ナンド領や近隣諸国から出稼ぎにきたいくつかの傭兵団が命令を無視して呑みこまれたものの、血の湖との初戦を最小限の被害で切り抜けることができた。
「イヌヴェ隊が保護した楽園使徒の生存者からの聞き取り調査と、チョーカー隊の交戦結果をまとめた結果、次のことがわかりました。
ひとつ、血の湖は、人間と同等の知恵を有している。
ふたつ、血の湖は、スライム状のモンスター形態と、血泥の軍団という形態を使い分け、また両方を維持することができる。
みっつ、血の湖は、人間とは比較にならない質量とパワーを有し、更に魔法と武器の扱いにも長けている。
よっつ。血の湖は、物理攻撃を受け付けず、極めて死ににくい。
以上の点から、参謀本部が過去の怪物災害を参照したところ、血の湖は犠牲者の生命力と能力を得ているのでは? という仮説がたてられました」
ヨアヒムの報告に、室内が戦慄する。
「なんだよ、これ、反則じゃないか」
「どうにもなりませんの?」
会議参加者がそろって頭を抱える中、クロードは堂々と言い放った。
「ああ、厄介だ。だから攻略法を考えよう」
不穏な報告にも関わらず、絶望など欠片も感じさせないトップの姿勢が、動揺した列席者を沈黙させる。
「自信満々でよく言えるわね?」
「ローズマリー嬢、勝ち目がないわけじゃない。思い出して欲しい、僕たちの戦いはいつだってギリギリだった。特にドクター・ビーストとオズバルト・ダールマンは、今でも勝てたのが不思議なくらいだ。それでも僕たちは乗り越えてきたじゃないか」
クロードが名を挙げたのが緋色革命軍と共和国の将だったのは、彼なりの気づかいだ。
オーニータウン防衛戦から始まって、エングホルム領遠征、ベナクレー丘撤退戦、ボルガ湾海戦、ドーネ河会戦、レーベンヒェルム領内戦、昇葉作戦……、どの戦いだって紙一重だった。
ここに集まった者たちは、それらの危機を乗り越えてきた万夫不当の勇士なのだ。
積み重ねた経験が、窮地にあってなお苦難に立ち向かうための、希望の光と熱を灯す。
「それに忘れてないか。ここにいる僕はスライム退治のベテランだ」
そうして続く言葉で、聴衆の高揚は北海の水底ほどに冷え込んだ。
「レアさん、クロード、……辺境伯様と青いスライムの対戦成績はなんだっけ?」
「はい。

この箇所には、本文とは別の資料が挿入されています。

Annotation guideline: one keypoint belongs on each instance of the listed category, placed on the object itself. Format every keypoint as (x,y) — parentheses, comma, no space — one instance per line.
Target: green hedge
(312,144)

一昨日で0勝ひゃ」
「待つんだレア。それにエリック、百戦以上だぞ。これだけの戦歴を重ねれば、もうスライムバスターとか、スライムデストロイヤーを名乗っても許されるはずだ」
「申し上げますが、遺跡で倒されたり、駆逐されたりしているのは領主さまの方です」
「何が凄いって、それだけ戦って一勝もできていないってのが凄いよな」
「そ、そんな」
会議が横転しているのを把握して、壇上のヨアヒムが咳払いした。
「縁起が悪いのでリーダーには引っ込んでいてもらうとして、いま優先するべきは血の湖についての情報収集と分析です。持ち帰った念写映像やレポートは、契約神器・魔術道具研究所で検証中。なんらかの糸口が掴めたら、ソフィ姐さんとハサネさんから連絡が入ります。次は、今後の楽園使徒への対応と兵站についてアンセル出納長からの報告です」
ヨアヒムがアンセルに報告のバトンを引き継ごうとした時、会議室の扉がやや乱暴に叩かれた。
「辺境伯様、お待たせしました」
「クロードくん、解析が終わったよ。驚かないでね、今、お客様が来てるんだ」
飛び込んできたハサネとソフィの慌てた様子に、クロードたちははてと首を傾げた。
この緊急時に来客など、歓迎できるものではないはずだが……。
促されて入室したのは、薄紫色のショートカットの髪とアーモンド形の同色の瞳、透き通るように白い肌が印象的な、青く輝くワンピースを着た少女だった。